Author: Murray Pomerance
Subject: Film Studies
Paper ISBN 0-8135-3395-3
Cloth ISBN 0-8135-3394-5
Pages: 304 pp. 7 photos
Description:
Praise for An eye for Hitchcock
"Despite the proliferation of critical studies about Hitchcock's films, An Eye for Hitchcock is wholly original in its approach. On virtually every page, there are illuminating critical insights and surprising pieces of factual information. Anyone who reads the book attentively will come away with a deeper understanding, and a fresh appreciation, of Hitchcock." --William Rothman, author of Hitchcock: The Murderous Gaze
"An attentive viewer knows that the numerous details of business in Hitchcock's films are significant, but Pomerance has the ability to bring these characteristics alive in their fullest dimension and to provide a provocative philosophical and humanist commentary based on them." --Barry Keith Grant, Brock University, Canada
"This book is compelling and quite brilliant-a great pleasure (intellectual and sensual) to read."-Vivian Sobchack, UCLA
Film scholar Murray Pomerance presents a series of fascinating meditations on six films directed by the legendary Alfred Hitchcock, a master of the cinema. Two of the films are extraordinarily famous and have been seen--and misunderstood--countless times: North by Northwest and Vertigo. Two others, Marnie and Torn Curtain, have been mostly disregarded by viewers and critics or considered to be colossal mistakes, while two others, Spellbound and I Confess, have received almost no critical attention at all.

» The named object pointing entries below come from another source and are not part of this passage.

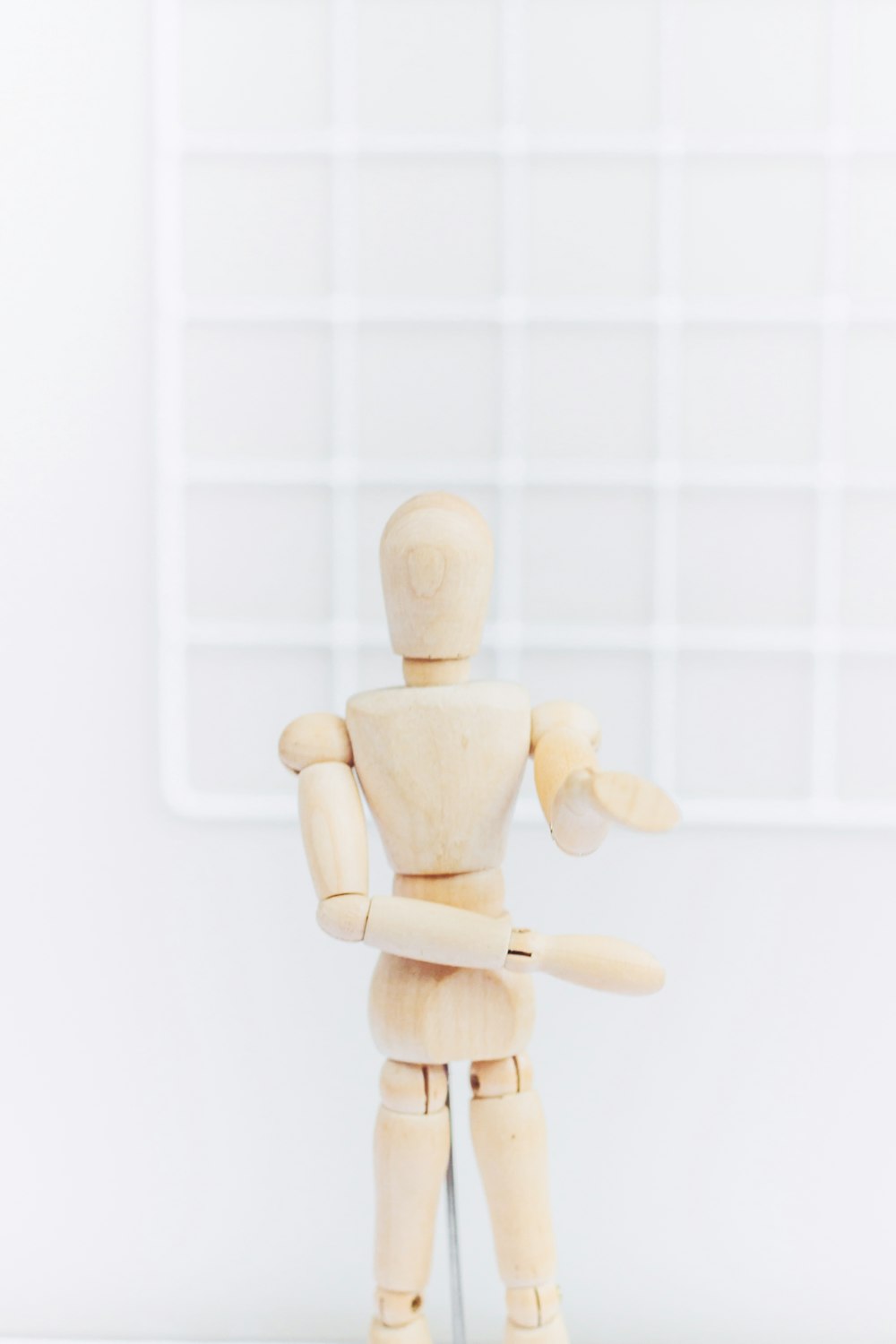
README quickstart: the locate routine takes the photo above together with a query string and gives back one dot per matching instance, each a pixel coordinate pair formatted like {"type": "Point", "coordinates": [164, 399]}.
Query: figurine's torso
{"type": "Point", "coordinates": [441, 768]}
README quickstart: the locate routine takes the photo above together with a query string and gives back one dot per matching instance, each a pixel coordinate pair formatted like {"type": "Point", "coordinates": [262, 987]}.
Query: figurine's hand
{"type": "Point", "coordinates": [589, 800]}
{"type": "Point", "coordinates": [587, 960]}
{"type": "Point", "coordinates": [419, 930]}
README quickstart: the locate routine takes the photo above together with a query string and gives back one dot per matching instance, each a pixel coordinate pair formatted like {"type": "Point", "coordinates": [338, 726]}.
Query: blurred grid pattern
{"type": "Point", "coordinates": [621, 271]}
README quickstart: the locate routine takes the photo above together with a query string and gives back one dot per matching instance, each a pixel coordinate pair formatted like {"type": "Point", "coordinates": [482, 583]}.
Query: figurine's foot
{"type": "Point", "coordinates": [533, 1316]}
{"type": "Point", "coordinates": [554, 1332]}
{"type": "Point", "coordinates": [400, 1320]}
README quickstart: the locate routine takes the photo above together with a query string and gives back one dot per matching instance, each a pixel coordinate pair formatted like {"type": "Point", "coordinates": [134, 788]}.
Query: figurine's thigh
{"type": "Point", "coordinates": [511, 1147]}
{"type": "Point", "coordinates": [410, 1153]}
{"type": "Point", "coordinates": [429, 1013]}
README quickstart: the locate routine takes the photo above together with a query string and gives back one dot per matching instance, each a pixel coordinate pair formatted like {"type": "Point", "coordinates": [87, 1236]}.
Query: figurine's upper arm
{"type": "Point", "coordinates": [317, 747]}
{"type": "Point", "coordinates": [564, 737]}
{"type": "Point", "coordinates": [576, 797]}
{"type": "Point", "coordinates": [312, 739]}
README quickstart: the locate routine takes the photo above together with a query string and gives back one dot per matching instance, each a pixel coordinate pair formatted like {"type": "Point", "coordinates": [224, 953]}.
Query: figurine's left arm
{"type": "Point", "coordinates": [578, 798]}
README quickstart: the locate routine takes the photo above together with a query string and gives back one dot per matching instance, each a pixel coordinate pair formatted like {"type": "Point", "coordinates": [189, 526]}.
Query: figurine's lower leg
{"type": "Point", "coordinates": [511, 1147]}
{"type": "Point", "coordinates": [410, 1158]}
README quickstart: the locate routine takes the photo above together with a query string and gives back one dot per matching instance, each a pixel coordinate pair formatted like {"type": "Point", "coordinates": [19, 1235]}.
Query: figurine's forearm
{"type": "Point", "coordinates": [421, 930]}
{"type": "Point", "coordinates": [579, 801]}
{"type": "Point", "coordinates": [333, 828]}
{"type": "Point", "coordinates": [564, 738]}
{"type": "Point", "coordinates": [450, 937]}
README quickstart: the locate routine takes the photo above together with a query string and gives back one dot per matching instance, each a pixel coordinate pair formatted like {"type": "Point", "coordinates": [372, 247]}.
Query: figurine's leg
{"type": "Point", "coordinates": [511, 1148]}
{"type": "Point", "coordinates": [410, 1155]}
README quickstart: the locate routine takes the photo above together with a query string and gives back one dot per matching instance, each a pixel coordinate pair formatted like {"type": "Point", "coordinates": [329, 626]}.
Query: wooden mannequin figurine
{"type": "Point", "coordinates": [441, 761]}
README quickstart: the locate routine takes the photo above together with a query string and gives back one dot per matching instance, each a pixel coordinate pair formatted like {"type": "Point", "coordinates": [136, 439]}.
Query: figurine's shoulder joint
{"type": "Point", "coordinates": [563, 714]}
{"type": "Point", "coordinates": [314, 738]}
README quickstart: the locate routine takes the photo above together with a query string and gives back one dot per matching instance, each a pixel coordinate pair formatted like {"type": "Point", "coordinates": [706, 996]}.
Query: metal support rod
{"type": "Point", "coordinates": [458, 1330]}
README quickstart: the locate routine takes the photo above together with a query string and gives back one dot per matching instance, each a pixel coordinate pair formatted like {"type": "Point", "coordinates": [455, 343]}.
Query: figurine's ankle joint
{"type": "Point", "coordinates": [413, 1089]}
{"type": "Point", "coordinates": [530, 1306]}
{"type": "Point", "coordinates": [501, 1077]}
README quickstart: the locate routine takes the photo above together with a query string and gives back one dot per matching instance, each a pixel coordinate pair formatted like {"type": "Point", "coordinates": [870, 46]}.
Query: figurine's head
{"type": "Point", "coordinates": [435, 558]}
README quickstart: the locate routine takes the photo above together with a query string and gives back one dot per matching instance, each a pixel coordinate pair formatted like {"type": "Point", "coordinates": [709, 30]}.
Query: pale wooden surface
{"type": "Point", "coordinates": [441, 769]}
{"type": "Point", "coordinates": [441, 761]}
{"type": "Point", "coordinates": [333, 828]}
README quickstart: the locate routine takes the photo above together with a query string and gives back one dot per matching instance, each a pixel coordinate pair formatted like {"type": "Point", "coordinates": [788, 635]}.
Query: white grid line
{"type": "Point", "coordinates": [665, 531]}
{"type": "Point", "coordinates": [519, 308]}
{"type": "Point", "coordinates": [831, 429]}
{"type": "Point", "coordinates": [512, 312]}
{"type": "Point", "coordinates": [514, 215]}
{"type": "Point", "coordinates": [527, 142]}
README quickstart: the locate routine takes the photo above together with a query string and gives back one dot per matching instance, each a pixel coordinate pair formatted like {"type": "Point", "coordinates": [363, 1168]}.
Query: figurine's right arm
{"type": "Point", "coordinates": [319, 749]}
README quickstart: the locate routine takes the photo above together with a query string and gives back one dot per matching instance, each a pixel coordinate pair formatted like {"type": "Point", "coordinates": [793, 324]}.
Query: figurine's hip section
{"type": "Point", "coordinates": [430, 1015]}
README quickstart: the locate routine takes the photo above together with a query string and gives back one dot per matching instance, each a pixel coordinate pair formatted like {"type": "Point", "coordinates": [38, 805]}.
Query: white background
{"type": "Point", "coordinates": [187, 1086]}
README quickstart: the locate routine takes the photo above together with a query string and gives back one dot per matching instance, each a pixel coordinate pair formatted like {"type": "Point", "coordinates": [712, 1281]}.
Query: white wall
{"type": "Point", "coordinates": [187, 1086]}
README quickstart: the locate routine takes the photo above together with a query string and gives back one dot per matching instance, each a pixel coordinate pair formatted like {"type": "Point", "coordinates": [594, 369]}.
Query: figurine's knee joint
{"type": "Point", "coordinates": [397, 1308]}
{"type": "Point", "coordinates": [501, 1077]}
{"type": "Point", "coordinates": [532, 1306]}
{"type": "Point", "coordinates": [413, 1089]}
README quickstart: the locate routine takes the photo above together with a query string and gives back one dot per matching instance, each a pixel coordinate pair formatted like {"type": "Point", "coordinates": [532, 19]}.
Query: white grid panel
{"type": "Point", "coordinates": [336, 642]}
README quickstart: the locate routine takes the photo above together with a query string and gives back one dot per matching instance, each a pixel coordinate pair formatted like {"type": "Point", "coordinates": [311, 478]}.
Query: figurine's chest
{"type": "Point", "coordinates": [441, 768]}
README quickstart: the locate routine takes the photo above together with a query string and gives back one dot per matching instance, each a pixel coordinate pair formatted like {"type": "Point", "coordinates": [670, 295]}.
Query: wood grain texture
{"type": "Point", "coordinates": [312, 739]}
{"type": "Point", "coordinates": [509, 1139]}
{"type": "Point", "coordinates": [441, 769]}
{"type": "Point", "coordinates": [440, 935]}
{"type": "Point", "coordinates": [333, 830]}
{"type": "Point", "coordinates": [435, 561]}
{"type": "Point", "coordinates": [481, 892]}
{"type": "Point", "coordinates": [410, 1159]}
{"type": "Point", "coordinates": [564, 714]}
{"type": "Point", "coordinates": [590, 960]}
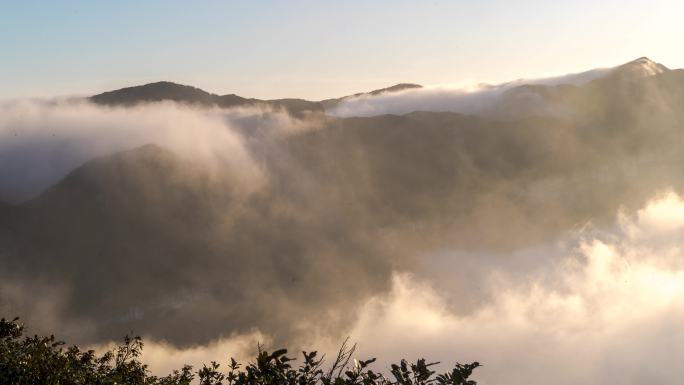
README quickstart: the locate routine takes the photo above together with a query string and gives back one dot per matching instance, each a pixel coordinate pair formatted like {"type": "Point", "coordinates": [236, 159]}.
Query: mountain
{"type": "Point", "coordinates": [167, 246]}
{"type": "Point", "coordinates": [164, 90]}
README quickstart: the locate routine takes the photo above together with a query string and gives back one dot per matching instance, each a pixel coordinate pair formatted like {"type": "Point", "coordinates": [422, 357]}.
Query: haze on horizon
{"type": "Point", "coordinates": [317, 50]}
{"type": "Point", "coordinates": [534, 226]}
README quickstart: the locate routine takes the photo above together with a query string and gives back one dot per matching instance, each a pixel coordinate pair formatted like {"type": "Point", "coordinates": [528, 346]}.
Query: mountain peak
{"type": "Point", "coordinates": [641, 67]}
{"type": "Point", "coordinates": [154, 92]}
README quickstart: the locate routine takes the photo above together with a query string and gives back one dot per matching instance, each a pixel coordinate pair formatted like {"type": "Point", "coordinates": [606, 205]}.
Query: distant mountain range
{"type": "Point", "coordinates": [169, 91]}
{"type": "Point", "coordinates": [147, 240]}
{"type": "Point", "coordinates": [160, 91]}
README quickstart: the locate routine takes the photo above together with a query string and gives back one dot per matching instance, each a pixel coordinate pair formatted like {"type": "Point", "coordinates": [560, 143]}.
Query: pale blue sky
{"type": "Point", "coordinates": [318, 49]}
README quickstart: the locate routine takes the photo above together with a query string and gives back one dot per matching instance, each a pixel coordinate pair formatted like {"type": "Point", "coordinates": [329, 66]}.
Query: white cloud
{"type": "Point", "coordinates": [41, 141]}
{"type": "Point", "coordinates": [474, 99]}
{"type": "Point", "coordinates": [609, 314]}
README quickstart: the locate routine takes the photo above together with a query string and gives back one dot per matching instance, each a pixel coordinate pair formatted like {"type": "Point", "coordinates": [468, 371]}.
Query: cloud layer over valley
{"type": "Point", "coordinates": [541, 219]}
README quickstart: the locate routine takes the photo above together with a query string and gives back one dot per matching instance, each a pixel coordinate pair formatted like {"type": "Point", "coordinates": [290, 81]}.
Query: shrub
{"type": "Point", "coordinates": [44, 360]}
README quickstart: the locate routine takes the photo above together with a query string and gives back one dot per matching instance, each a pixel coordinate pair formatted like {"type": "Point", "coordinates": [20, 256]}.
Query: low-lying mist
{"type": "Point", "coordinates": [438, 234]}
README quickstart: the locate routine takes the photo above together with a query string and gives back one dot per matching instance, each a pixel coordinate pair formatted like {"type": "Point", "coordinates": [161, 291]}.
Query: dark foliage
{"type": "Point", "coordinates": [45, 360]}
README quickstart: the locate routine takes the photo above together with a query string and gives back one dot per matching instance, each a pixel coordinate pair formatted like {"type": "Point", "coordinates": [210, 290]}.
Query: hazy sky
{"type": "Point", "coordinates": [317, 49]}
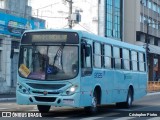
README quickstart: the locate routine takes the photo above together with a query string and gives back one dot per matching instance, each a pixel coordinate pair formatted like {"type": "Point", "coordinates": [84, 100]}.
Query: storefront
{"type": "Point", "coordinates": [11, 29]}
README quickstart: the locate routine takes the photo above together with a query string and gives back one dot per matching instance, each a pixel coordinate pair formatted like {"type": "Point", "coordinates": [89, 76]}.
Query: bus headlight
{"type": "Point", "coordinates": [71, 90]}
{"type": "Point", "coordinates": [22, 89]}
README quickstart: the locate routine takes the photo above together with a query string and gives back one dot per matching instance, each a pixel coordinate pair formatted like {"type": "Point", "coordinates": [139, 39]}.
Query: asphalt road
{"type": "Point", "coordinates": [147, 108]}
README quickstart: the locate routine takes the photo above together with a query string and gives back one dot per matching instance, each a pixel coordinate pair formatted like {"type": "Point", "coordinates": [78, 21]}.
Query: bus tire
{"type": "Point", "coordinates": [93, 108]}
{"type": "Point", "coordinates": [43, 108]}
{"type": "Point", "coordinates": [129, 100]}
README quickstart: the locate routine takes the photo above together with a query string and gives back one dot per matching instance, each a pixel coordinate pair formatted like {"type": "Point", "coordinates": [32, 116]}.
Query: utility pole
{"type": "Point", "coordinates": [70, 13]}
{"type": "Point", "coordinates": [147, 42]}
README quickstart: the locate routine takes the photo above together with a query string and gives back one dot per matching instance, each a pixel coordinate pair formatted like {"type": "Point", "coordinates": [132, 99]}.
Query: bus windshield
{"type": "Point", "coordinates": [48, 62]}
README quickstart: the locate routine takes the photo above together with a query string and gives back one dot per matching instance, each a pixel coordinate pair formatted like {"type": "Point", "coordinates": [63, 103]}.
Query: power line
{"type": "Point", "coordinates": [86, 28]}
{"type": "Point", "coordinates": [46, 6]}
{"type": "Point", "coordinates": [50, 17]}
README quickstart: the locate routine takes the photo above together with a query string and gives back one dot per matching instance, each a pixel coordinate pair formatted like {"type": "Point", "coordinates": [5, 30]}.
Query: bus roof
{"type": "Point", "coordinates": [97, 38]}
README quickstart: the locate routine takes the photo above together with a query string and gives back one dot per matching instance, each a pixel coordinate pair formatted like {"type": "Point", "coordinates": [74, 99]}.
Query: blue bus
{"type": "Point", "coordinates": [78, 69]}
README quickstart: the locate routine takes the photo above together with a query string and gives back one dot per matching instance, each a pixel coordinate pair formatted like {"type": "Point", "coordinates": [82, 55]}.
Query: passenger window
{"type": "Point", "coordinates": [97, 55]}
{"type": "Point", "coordinates": [116, 55]}
{"type": "Point", "coordinates": [107, 56]}
{"type": "Point", "coordinates": [141, 62]}
{"type": "Point", "coordinates": [134, 60]}
{"type": "Point", "coordinates": [126, 60]}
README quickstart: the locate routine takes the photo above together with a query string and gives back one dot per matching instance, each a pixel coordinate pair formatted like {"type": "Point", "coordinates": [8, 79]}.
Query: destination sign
{"type": "Point", "coordinates": [50, 37]}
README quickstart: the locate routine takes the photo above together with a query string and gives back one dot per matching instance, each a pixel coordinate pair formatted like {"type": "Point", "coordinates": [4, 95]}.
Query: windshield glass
{"type": "Point", "coordinates": [48, 62]}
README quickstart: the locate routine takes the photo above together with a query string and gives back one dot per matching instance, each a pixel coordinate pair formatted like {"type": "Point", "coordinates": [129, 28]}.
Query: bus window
{"type": "Point", "coordinates": [97, 55]}
{"type": "Point", "coordinates": [116, 55]}
{"type": "Point", "coordinates": [141, 62]}
{"type": "Point", "coordinates": [86, 56]}
{"type": "Point", "coordinates": [86, 61]}
{"type": "Point", "coordinates": [107, 56]}
{"type": "Point", "coordinates": [126, 59]}
{"type": "Point", "coordinates": [134, 60]}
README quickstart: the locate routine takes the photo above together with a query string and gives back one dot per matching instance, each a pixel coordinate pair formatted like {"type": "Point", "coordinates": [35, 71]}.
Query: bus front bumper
{"type": "Point", "coordinates": [53, 100]}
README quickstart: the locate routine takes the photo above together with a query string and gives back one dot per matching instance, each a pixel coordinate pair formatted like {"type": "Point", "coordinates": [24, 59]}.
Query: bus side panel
{"type": "Point", "coordinates": [141, 90]}
{"type": "Point", "coordinates": [87, 83]}
{"type": "Point", "coordinates": [107, 86]}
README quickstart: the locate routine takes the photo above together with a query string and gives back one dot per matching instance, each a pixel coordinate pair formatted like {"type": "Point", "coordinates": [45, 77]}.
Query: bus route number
{"type": "Point", "coordinates": [98, 75]}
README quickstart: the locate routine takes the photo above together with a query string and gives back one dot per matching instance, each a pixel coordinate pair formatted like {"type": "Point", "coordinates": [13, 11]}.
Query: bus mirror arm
{"type": "Point", "coordinates": [86, 71]}
{"type": "Point", "coordinates": [87, 51]}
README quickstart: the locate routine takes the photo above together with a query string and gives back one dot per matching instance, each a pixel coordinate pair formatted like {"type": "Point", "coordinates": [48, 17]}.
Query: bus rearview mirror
{"type": "Point", "coordinates": [87, 51]}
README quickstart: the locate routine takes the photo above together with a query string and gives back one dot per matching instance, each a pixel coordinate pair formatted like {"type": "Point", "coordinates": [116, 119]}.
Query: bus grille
{"type": "Point", "coordinates": [45, 99]}
{"type": "Point", "coordinates": [46, 86]}
{"type": "Point", "coordinates": [48, 92]}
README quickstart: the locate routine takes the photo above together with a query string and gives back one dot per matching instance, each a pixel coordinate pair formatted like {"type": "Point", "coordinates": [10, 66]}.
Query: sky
{"type": "Point", "coordinates": [55, 12]}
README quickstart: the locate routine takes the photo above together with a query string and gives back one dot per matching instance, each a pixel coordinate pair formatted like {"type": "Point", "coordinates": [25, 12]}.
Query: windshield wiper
{"type": "Point", "coordinates": [59, 55]}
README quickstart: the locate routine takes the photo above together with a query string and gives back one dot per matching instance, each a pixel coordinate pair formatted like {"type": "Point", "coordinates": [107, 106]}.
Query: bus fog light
{"type": "Point", "coordinates": [68, 101]}
{"type": "Point", "coordinates": [22, 89]}
{"type": "Point", "coordinates": [71, 90]}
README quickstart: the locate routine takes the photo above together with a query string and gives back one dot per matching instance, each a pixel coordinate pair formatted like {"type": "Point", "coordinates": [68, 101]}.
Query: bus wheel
{"type": "Point", "coordinates": [43, 108]}
{"type": "Point", "coordinates": [129, 100]}
{"type": "Point", "coordinates": [93, 108]}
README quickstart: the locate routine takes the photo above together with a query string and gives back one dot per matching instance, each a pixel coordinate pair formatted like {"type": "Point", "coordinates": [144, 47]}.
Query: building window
{"type": "Point", "coordinates": [141, 62]}
{"type": "Point", "coordinates": [2, 4]}
{"type": "Point", "coordinates": [150, 4]}
{"type": "Point", "coordinates": [107, 56]}
{"type": "Point", "coordinates": [113, 19]}
{"type": "Point", "coordinates": [154, 7]}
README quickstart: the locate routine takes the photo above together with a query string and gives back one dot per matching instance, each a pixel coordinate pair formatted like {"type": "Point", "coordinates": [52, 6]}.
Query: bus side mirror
{"type": "Point", "coordinates": [12, 53]}
{"type": "Point", "coordinates": [87, 51]}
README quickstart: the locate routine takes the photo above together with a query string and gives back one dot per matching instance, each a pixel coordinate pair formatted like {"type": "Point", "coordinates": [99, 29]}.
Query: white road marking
{"type": "Point", "coordinates": [154, 118]}
{"type": "Point", "coordinates": [61, 117]}
{"type": "Point", "coordinates": [155, 93]}
{"type": "Point", "coordinates": [124, 118]}
{"type": "Point", "coordinates": [3, 108]}
{"type": "Point", "coordinates": [111, 114]}
{"type": "Point", "coordinates": [91, 118]}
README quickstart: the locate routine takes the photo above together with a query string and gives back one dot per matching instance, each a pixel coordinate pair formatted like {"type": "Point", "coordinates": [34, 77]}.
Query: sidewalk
{"type": "Point", "coordinates": [10, 97]}
{"type": "Point", "coordinates": [7, 97]}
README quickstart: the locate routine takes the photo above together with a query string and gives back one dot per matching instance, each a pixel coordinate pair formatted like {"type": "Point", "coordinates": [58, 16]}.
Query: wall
{"type": "Point", "coordinates": [131, 20]}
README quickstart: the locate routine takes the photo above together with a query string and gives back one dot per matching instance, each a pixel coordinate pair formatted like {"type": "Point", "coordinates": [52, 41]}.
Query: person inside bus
{"type": "Point", "coordinates": [75, 67]}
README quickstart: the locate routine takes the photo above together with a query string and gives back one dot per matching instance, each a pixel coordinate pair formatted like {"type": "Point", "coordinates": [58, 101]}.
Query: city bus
{"type": "Point", "coordinates": [74, 68]}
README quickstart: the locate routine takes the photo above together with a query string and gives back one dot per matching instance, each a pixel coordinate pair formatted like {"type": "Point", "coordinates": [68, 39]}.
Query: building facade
{"type": "Point", "coordinates": [138, 14]}
{"type": "Point", "coordinates": [15, 18]}
{"type": "Point", "coordinates": [111, 19]}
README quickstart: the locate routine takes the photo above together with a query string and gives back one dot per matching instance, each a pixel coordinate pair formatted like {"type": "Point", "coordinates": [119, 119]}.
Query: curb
{"type": "Point", "coordinates": [153, 93]}
{"type": "Point", "coordinates": [10, 99]}
{"type": "Point", "coordinates": [7, 99]}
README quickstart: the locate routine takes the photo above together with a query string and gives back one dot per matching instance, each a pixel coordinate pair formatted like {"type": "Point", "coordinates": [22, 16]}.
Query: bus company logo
{"type": "Point", "coordinates": [45, 92]}
{"type": "Point", "coordinates": [6, 114]}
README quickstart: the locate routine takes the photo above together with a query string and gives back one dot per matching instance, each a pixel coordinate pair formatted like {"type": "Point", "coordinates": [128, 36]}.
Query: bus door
{"type": "Point", "coordinates": [119, 83]}
{"type": "Point", "coordinates": [86, 72]}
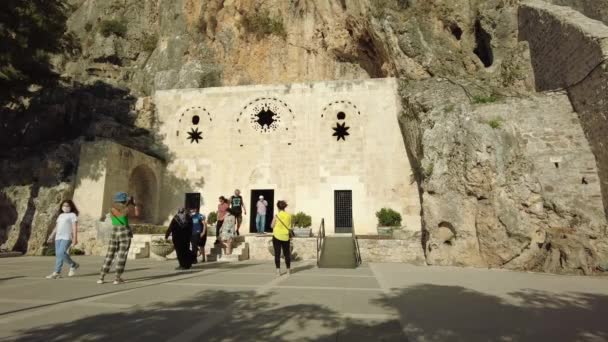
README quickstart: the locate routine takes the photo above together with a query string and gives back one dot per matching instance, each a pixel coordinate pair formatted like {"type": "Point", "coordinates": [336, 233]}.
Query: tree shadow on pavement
{"type": "Point", "coordinates": [454, 313]}
{"type": "Point", "coordinates": [427, 313]}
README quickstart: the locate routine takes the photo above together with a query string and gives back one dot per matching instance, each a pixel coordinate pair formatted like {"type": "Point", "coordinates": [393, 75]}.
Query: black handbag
{"type": "Point", "coordinates": [291, 233]}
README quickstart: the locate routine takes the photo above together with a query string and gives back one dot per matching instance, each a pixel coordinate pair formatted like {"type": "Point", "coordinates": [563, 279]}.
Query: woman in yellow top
{"type": "Point", "coordinates": [281, 227]}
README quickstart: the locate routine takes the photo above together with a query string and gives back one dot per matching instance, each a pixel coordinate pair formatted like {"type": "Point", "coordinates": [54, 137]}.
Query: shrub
{"type": "Point", "coordinates": [76, 251]}
{"type": "Point", "coordinates": [302, 220]}
{"type": "Point", "coordinates": [262, 24]}
{"type": "Point", "coordinates": [388, 218]}
{"type": "Point", "coordinates": [212, 218]}
{"type": "Point", "coordinates": [160, 241]}
{"type": "Point", "coordinates": [49, 250]}
{"type": "Point", "coordinates": [480, 99]}
{"type": "Point", "coordinates": [149, 42]}
{"type": "Point", "coordinates": [495, 123]}
{"type": "Point", "coordinates": [113, 27]}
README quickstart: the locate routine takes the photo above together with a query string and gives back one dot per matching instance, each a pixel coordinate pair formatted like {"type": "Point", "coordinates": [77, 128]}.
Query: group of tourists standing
{"type": "Point", "coordinates": [187, 228]}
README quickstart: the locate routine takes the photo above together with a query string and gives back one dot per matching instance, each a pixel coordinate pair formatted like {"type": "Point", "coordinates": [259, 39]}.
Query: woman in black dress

In An Eye for Hitchcock, these movies are seen in a striking new way. Pomerance takes us deep into the structure of Hitchcock's vision and his screen architecture, revealing key elements that have never been written about before. Pomerance also clearly reveals the link between Hitchcock's work and a wide range of thinkers and artists in other fields, thereby offering viewers of Hitchcock's films the rare opportunity to see them in an entirely new light.
Murray Pomerance, professor and chair in the department of sociology at Ryerson University, is the editor of BAD: Infamy, Darkness, Evil, and Slime on Screen. He has published fiction and criticism in The Paris Review, New Directions, Film Quarterly, and the Quarterly Review of Film and Video, among other publications.